Matteo Cavezzali si riallaccia ad una conversazione avuta con la scrittrice prima dell’incontro. La sua domanda riguarda il lavoro di  editor di Chiara Valerio: “Secondo te si potrebbe fare un’analisi del nostro paese attraverso i manoscritti degli scrittori o aspiranti tali che arrivano ad una casa editrice?”.

“Io – ricorda la scrittrice – lavoro in casa editrice dal 2008. Nei primi dieci anni ho lavorato gomito a gomito con Ginevra Bompiani, quindi un grandissimo privilegio e una grandissima scuola. Adesso a Marsilio, quando incominciato a leggere siccome sono una persona ossessiva, ho incominciato a fare una specie di mappa di tutto ciò che leggevo e si raggrumavano in vari temi”. In cima alla classifica ci sono allora i manoscritti che riguardano storie che parlano di droghe. “Ma oltre all’eroina e alla cocaina, ci sono dei romanzi storici, sulle saghe familiari e dei romanzi che raccontano del ritorno alla natura e poi, e questa è una cosa nuova degli ultimi due mesi, dei romanzi epistolari: forse ci siamo stancati di scrivere sms e whatsapp e siamo tornati alla carta”.

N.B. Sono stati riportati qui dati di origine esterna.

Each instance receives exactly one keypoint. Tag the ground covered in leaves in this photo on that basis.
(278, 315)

Infine l’ultimissima domanda è di Silvia Travaglini che si riallaccia alla trasmissione domenicale di Radio 3 di cui si dichiara apertamente fan: “Un libro, un film e una musica che porteresti in un’isola deserta”. I libri in realtà sono due. “Al di qua e al di là dell’umano di Ludovica Koch oppure il dizionario del nomenclatore di Premoli che è una lettura appassionatissima: ti dà il significato della parola in relazione alle parole che le stanno attorno, quando sono molto di malumore apro il Premoli. Poi mi porterei una cosa di musica sacra, ad esempio la Passione secondo Matteo di Bach”. Infine il film. “I film che ho visto più volte nella mia vita sono due: Lanterne rosse e A qualcuno piace caldo. Forse dopo la musica sacra a palla mi rivedrei quest’ultimo, perché la lapide di Jack Lemmon – conclude la scrittrice – mi fa sempre ridere”.